VICENZA - In un secondo la linea del cantiere è saltata: il camion ha sbandato, ha preso i due operai con lo specchietto e il fianco della cabina, schiacciandoli contro il loro furgone. Uno è morto all’istante, l’altro è stato portato in elisoccorso all’ospedale di Vicenza: è in condizioni disperate. La Procura ha aperto un’inchiesta per mettere in fila ogni dettaglio: la segnalazione del cantiere, le distanze, la posizione dei mezzi, la traiettoria del camion. Tutto ciò che ieri, poco dopo le 13, in un tratto rettilineo dell’A31 Valdastico, ha trasformato il lavoro di routine di una squadra di operai in una tragedia.

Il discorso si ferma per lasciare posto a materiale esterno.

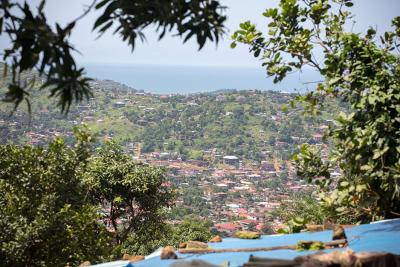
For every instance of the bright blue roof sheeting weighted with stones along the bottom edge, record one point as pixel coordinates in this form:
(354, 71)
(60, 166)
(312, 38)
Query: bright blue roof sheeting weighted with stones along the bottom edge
(382, 236)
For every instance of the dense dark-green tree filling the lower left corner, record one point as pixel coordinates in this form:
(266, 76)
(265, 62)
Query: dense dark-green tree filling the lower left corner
(45, 218)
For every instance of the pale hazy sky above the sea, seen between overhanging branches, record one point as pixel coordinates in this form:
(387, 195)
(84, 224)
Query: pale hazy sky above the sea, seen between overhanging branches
(110, 49)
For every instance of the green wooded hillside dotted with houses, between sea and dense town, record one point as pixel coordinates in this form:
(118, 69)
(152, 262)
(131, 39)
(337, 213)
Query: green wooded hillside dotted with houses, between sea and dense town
(247, 124)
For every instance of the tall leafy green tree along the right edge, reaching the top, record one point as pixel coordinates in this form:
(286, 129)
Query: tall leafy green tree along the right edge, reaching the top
(361, 70)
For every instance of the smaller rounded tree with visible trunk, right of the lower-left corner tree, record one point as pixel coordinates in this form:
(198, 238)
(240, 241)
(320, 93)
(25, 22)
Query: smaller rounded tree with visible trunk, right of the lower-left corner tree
(131, 193)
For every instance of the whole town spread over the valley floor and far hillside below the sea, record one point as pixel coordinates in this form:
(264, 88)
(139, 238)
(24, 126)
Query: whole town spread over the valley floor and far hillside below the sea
(228, 153)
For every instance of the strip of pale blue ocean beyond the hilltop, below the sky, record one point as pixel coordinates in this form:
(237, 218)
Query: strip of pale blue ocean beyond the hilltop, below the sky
(163, 79)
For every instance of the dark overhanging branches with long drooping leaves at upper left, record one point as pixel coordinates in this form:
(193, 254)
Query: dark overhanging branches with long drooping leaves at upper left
(37, 45)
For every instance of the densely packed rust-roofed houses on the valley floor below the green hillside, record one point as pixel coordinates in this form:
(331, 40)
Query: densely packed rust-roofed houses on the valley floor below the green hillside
(236, 194)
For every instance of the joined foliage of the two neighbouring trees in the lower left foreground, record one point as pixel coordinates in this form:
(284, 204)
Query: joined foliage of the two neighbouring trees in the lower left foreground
(55, 202)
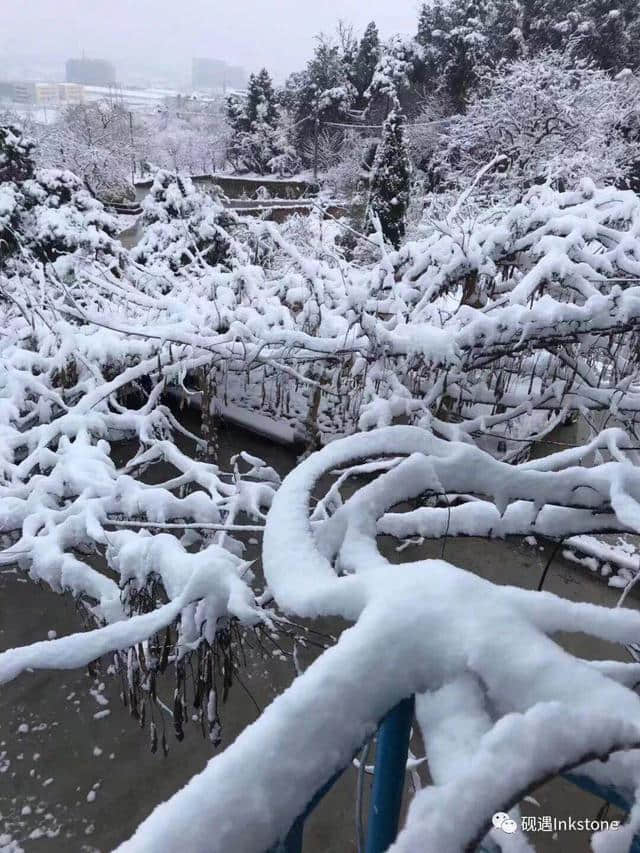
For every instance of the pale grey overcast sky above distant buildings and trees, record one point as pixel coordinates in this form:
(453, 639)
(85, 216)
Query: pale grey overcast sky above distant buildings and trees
(253, 33)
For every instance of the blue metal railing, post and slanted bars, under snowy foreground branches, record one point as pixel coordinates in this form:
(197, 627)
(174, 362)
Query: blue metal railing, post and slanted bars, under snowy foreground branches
(388, 785)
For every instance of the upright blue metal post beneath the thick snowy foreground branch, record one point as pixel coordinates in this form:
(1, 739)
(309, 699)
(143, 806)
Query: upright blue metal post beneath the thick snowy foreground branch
(388, 781)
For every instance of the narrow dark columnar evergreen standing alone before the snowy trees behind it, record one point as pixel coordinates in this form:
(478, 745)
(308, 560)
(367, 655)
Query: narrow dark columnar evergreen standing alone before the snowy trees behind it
(390, 179)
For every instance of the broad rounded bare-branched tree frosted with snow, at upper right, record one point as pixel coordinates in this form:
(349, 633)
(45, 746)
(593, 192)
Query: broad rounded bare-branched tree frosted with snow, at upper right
(546, 120)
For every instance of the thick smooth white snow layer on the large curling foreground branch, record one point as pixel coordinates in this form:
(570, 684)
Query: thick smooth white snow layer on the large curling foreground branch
(482, 656)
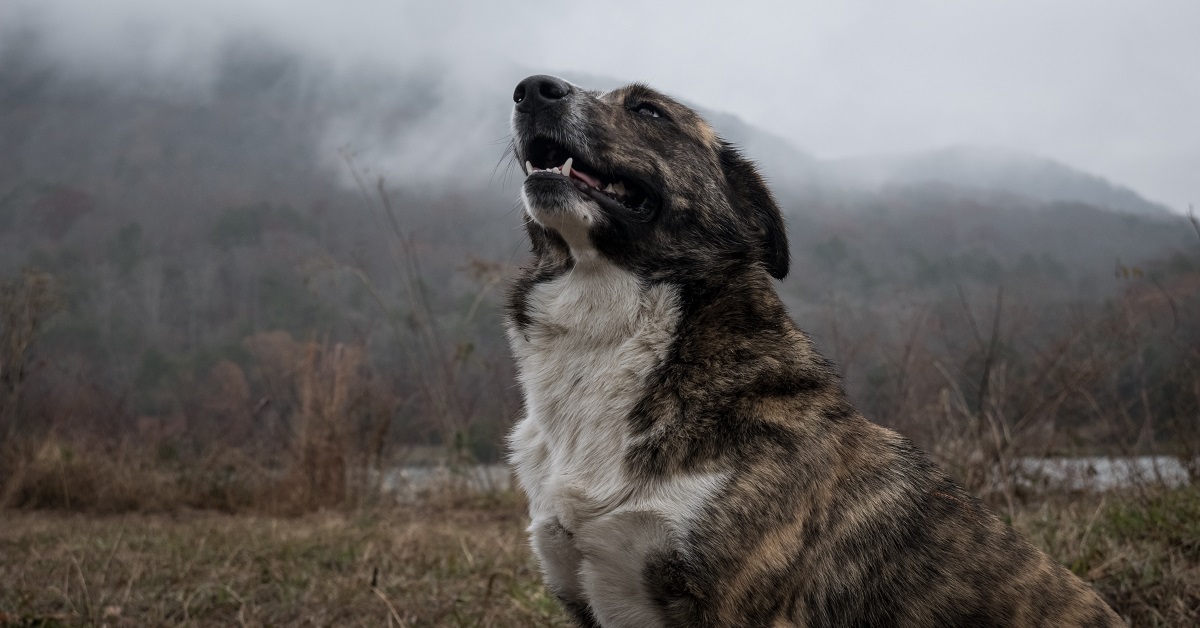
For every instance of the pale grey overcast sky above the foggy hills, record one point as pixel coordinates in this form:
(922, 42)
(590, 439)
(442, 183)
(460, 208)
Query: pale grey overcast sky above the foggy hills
(1108, 87)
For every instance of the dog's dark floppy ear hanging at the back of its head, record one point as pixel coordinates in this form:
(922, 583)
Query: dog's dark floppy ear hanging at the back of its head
(749, 195)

Nazario Pontellato, 61 anni, residente a Villamarzana, in provincia di Rovigo, e il collega, entrambi dipendenti della Est Cantieri azienda Polesana di Lendinara e impegnati per conto di Sicurmax nell’installazione di nuove telecamere, stavano recuperando i birilli che delimitavano il cantiere, tra i caselli di Noventa Vicentina e Agugliaro. Quel tratto era segnalato per diverse centinaia di metri: un preavviso, una zona di rallentamento, poi la linea dei coni che accompagnava fino al furgone parcheggiato in corsia di emergenza. Lì, secondo quanto rilevato dalla Polstrada, il camion li ha centrati con lo specchietto e la parte laterale della cabina, stritolandoli contro il loro mezzo. Per Pontellato non c’è stato nulla da fare.